Suggestions and examples of the sorts of books we are looking for

Books could cover any of the topics outlined in the scope, but below are some suggestions along with an explanation about the different types. Please note this is not exhaustive, and most suggestions tend to be marketing-linked because that literature is more established than the management aspects (something we hope to change with the series!). So we will consider non-marketing topics. If you have an idea and think it fits into the series, regardless of whether it is listed below, please get in touch!

Topic focused books

The following areas illustrate the kinds of topics books in the series might cover:

  • Political market intelligence: research tools used in politics (polling, focus groups, role play, co-creation, consultation etc), segmentation, voter profiling, stakeholder insight, voter insight, experimentation, analytics and modeling.
  • The Political Consumer: rising consumerist attitudes amongst citizens towards politicians; consumer behaviour theories applied to politics to understand voter behaviour; drivers of voter choice; electoral commission work to increase political participation using marketing.
  • Political management: management theories applied to managing staff and relationships in a government department or agency, PM’s office, parliament, party office and campaign. Aspects might include crisis management, change management, issues management, political event management, reputation management, delivery management, political human resource management, relationship management and stakeholder management/engagement. Focus might be on the political-public service interface, cohesion within the government party, managing the caucus and party donors, and exploring parliamentary arenas and behavior.
  • Political advising: the work of anyone advising a politician or political organization, such as ministerial, parliamentary or constituency staff advisors in government or opposition, civil servants, consultants, market researchers, pollsters, strategists, advertisers.
  • Political strategy: creation and achievement of goals, strategic models and approaches, positioning, targeting, market-orientation, political branding, the politics of policy making and governing; marketing control and analysis.
  • Political leadership: collaborative leadership, appreciative leadership, adaptive leadership to politics, personalized leadership, political oratory and rhetoric, leadership in networked political organizations, distributed political leadership at different levels of political organizations, followers and followership styles; strategic leadership, decision making; and analysis of the core executive.
  • Political Organisation: volunteer/party management, managing a political office, political HR, conflict management, internal party marketing, membership relationship management, GOTV, relationship marketing to members, new organizational forms in democracy, training, resource management (finance/fund raising, people), information management, planning, policy implementation/delivery; grassroots organisation.
  • Political communication management: management communication theories applied to politics, such as public relations, strategic communications and e-marketing.
  • Ethics and challenges in political management – balancing principle and pragmatism, the need to adapt management concepts and tools to the political environment and the democratic implications of managing politics.

Election-focused books

We would particularly welcome proposals for books on political marketing and management in particular elections, for example UK 2015, Canada 2015, US 2016, Australia 2016, New Zealand 2014. The Pivot format will enable hot off the press political marketing and management perspectives on major events such as elections. There could be a book for each US, Canadian, NZ, Australian, French, German election etc. Combining academic and practitioner contributions, this would provide a rich, topical yet reflective and informed perspective on major events.

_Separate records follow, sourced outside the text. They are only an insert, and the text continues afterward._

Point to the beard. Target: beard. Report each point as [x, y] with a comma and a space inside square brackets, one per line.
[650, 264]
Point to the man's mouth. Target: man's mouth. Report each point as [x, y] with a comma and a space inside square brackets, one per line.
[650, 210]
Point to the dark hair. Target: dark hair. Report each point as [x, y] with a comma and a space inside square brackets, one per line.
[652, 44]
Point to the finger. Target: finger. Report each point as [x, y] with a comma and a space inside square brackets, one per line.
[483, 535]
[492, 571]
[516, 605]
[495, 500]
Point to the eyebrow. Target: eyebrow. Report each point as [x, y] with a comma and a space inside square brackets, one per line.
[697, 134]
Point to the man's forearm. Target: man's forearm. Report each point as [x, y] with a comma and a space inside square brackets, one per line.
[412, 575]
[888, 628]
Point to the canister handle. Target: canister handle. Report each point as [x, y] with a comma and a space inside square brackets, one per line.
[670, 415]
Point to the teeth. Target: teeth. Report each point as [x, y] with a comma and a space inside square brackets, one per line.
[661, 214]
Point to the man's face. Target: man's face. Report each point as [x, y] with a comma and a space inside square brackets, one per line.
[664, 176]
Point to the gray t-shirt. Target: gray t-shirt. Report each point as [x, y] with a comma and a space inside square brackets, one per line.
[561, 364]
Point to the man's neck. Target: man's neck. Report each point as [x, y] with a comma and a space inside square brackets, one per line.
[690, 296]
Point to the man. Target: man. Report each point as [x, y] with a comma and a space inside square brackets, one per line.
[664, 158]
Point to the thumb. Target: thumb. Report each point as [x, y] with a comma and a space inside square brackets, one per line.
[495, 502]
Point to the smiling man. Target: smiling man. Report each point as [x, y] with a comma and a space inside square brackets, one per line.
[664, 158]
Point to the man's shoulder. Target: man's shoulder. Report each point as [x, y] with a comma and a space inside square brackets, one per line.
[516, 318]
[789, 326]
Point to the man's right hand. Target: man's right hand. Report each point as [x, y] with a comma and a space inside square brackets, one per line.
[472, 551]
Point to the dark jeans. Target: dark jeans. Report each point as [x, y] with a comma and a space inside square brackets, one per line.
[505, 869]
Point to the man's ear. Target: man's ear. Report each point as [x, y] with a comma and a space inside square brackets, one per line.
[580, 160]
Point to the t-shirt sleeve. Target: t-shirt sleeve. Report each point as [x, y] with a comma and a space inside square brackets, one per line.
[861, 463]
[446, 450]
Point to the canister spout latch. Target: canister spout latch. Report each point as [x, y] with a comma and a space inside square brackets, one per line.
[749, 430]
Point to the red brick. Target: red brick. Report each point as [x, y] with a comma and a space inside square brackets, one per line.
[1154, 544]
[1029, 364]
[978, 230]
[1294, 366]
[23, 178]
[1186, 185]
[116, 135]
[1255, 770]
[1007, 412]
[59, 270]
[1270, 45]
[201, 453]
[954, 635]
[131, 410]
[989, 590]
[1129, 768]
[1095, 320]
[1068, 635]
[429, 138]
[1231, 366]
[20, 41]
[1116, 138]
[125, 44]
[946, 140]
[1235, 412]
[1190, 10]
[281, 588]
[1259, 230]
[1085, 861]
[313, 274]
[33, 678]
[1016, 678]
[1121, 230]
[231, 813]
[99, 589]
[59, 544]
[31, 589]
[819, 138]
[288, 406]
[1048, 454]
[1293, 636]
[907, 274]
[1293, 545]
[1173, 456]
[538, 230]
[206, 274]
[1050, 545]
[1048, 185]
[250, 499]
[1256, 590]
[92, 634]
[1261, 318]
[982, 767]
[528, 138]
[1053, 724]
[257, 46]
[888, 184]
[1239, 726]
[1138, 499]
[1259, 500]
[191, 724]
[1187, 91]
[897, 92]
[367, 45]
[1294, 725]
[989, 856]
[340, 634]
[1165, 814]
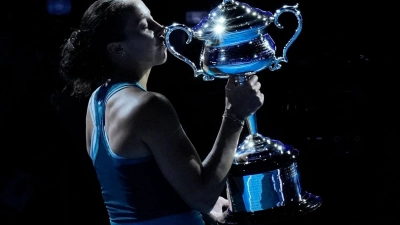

Regarding types of books, please note:

  • our desire to include political management not just marketing (e.g. organisational, office staff, leadership) where possible and appropriate.
  • the need to make sure it’s not just campaign management, and it should include consideration of political marketing and management in government. Policy can also be brought in.
  • it should be distinct from other election books and as with all books for the series, have marketing/management/strategy/leadership dimensions, adapting the marketing and management business literature.

Market not just producer focused

Books can also focus on the user/public/voter/market end e.g. ‘Political Consumer behaviour’; ‘Understanding party members’; ‘Segmenting the market’; ‘Profiling voters in elections’ and include a range of data e.g. Vote compass, big data, and qualitative data.

Country focused books

There are now books on political marketing in the US, Canada and the UK. We will welcome books on political marketing and management in other countries, and will consider books on all countries around the world including developing democracies. However please note that:

  • practice and research into political marketing and management has to be sufficiently developed to enable this.
  • the market for these will also be less developed – anything on the US everyone wants to read; but not everyone in the US wants to read something on smaller lesser well known and developed countries.
  • authors should do research and make the case for the market in their proposal.
  • also make the argument for the intellectual benefits that would come from publishing the book e.g. it should lead to courses being taught, a group/association being founded etc. so the market would be grown by the book.
  • consider grouping countries into regions to expand the market e.g. Political marketing and management in Asia/Latin American.
  • consider books that include comparative analysis e.g. ‘Marketing presidents: the case of Obama and x president in Bolivia.’
  • consider placing books that focus on one country within an international context e.g. ‘How x president in x country copied US president Obama.’